Die pensionierte Korruptionsbekämpferin K. bekräftigte vor dem U-Ausschuss, was NEOS-Fraktionsführerin Krisper bereits länger vermutet: Die polizeiliche Antikorruptionsbehörde BAK soll parteipolitisch besetzt und personell ausgehungert worden sein.

Wien, 20. Oktober 2022 | Es sind schwerwiegende und für eine U-Ausschuss-Befragung ungewohnt klare Aussagen, die die pensionierte Korruptionsjägerin Martina K. tätigte. Sie war bis zu ihrer Pensionierung im Bundesamt für Korruptionsbekämpfung (BAK) Leiterin der Abteilung für Prävention, Edukation und internationale Zusammenarbeit gewesen.

Ihre Aussagen am Donnerstag bestätigten die Vermutung, die allen voran NEOS-Fraktionsführerin Stephanie Krisper bereits im Rahmen der Befragung von BAK-Direktor Otto Kerbl vor der Sommerpause geäußert hatte: Das Personal im BAK, dem polizeilichen Gegenstück der Wirtschafts- und Korruptionsstaatsanwaltschaft (WKStA), schwindet seit Jahren empfindlich und das behindert die Arbeit der Behörde. K. sagte, davon sei besonders ihre Abteilung betroffen gewesen: „Prävention war halt nicht so wichtig.“ Ihr Urteil über den Zustand des Antikorruptionsbehörde: Der Standard habe sich in den vergangenen Jahren verschlechtert.

Außerdem beklagte sie, aktiv aus bestimmten Gesprächen und Arbeitsgruppen ferngehalten worden zu sein, weil sie nicht zum „Inner Circle“ gehört habe. „Inner Circle“, führte sie aus, bedeutet, der ÖVP gegenüber loyal zu sein.

Mit Stellvertreter zwangsbeglückt

Von einer konkreten parteipolitischen Besetzung berichtete K. dann auch, und zwar jener ihres Stellvertreters und Leiters des BAK-Referats für Prävention und Ursachenforschung.

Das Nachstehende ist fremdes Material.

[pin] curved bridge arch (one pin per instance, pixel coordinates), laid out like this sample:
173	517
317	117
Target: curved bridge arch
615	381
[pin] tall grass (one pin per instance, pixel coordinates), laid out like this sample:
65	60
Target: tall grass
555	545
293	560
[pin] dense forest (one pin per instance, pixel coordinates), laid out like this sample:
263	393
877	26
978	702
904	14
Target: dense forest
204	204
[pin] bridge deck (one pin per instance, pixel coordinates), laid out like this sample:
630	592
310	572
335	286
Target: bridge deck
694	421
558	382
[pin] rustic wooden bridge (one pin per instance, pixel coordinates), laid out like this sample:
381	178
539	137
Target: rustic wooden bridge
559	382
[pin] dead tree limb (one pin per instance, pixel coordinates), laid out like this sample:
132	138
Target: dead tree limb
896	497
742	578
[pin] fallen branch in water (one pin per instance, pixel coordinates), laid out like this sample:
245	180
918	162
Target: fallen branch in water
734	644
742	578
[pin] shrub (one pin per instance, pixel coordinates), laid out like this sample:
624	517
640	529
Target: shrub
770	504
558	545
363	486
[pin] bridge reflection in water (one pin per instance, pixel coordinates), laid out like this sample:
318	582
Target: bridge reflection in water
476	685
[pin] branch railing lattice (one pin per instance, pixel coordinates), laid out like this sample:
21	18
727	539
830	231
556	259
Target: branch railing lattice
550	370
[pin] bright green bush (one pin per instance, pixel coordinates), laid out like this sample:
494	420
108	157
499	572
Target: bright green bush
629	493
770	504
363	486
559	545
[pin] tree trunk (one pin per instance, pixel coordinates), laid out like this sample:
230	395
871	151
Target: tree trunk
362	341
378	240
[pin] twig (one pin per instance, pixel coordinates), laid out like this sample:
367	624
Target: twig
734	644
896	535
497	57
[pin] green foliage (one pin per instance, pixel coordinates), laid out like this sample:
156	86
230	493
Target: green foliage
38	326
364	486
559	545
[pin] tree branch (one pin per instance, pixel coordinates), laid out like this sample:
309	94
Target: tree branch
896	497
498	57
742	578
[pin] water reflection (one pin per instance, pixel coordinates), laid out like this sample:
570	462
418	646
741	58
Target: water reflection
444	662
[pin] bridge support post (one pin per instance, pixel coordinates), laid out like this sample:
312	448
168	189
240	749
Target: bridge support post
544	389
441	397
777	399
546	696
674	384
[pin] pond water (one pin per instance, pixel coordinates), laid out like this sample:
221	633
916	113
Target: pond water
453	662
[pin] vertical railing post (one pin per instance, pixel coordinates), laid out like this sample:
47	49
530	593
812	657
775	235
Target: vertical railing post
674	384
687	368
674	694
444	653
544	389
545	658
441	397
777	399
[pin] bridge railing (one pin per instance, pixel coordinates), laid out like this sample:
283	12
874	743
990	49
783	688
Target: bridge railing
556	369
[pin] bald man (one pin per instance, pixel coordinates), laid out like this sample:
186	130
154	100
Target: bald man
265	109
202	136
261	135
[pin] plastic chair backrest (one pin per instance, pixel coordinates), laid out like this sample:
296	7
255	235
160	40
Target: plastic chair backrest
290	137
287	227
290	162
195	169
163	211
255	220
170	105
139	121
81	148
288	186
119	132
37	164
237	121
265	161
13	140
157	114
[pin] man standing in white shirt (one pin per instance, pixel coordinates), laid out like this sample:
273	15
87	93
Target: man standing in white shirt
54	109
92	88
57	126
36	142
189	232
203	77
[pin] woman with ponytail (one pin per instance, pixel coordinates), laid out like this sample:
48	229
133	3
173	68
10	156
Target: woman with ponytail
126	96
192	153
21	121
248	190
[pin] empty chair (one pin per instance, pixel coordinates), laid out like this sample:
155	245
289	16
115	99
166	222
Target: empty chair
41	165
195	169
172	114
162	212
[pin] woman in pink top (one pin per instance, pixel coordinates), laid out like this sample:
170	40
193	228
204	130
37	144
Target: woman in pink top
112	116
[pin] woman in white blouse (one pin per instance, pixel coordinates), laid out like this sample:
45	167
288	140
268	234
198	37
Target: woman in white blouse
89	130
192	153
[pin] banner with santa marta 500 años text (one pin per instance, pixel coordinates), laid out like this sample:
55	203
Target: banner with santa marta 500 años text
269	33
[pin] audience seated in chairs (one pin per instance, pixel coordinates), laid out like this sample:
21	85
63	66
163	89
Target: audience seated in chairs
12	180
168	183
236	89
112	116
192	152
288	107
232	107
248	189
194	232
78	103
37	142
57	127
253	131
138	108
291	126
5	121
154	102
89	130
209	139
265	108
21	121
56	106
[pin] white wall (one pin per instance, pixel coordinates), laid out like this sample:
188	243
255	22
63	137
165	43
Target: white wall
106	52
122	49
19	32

Von dem habe sie sich dann auch ausgespielt gefühlt. Er habe ihre Abwesenheit genützt für zweifelhafte Aufträge an die Belegschaft und habe auch die Hierarchie umgangen und an ihr vorbei direkt dem BAK-Direktor berichtet.

Die Mitarbeiter seien zu K. mit Klagen darüber gekommen, dass die Aufträge des Direktors unklar seien. K. erzählte auch, sie habe aus zweiter Hand erfahren, er habe gesagt, er sei zur Bewerbung auf den Posten aufgefordert worden – von wem, wusste sie nicht – und dass er nicht wisse, warum er auf dem Posten sei, er kenne sich eigentlich nicht aus.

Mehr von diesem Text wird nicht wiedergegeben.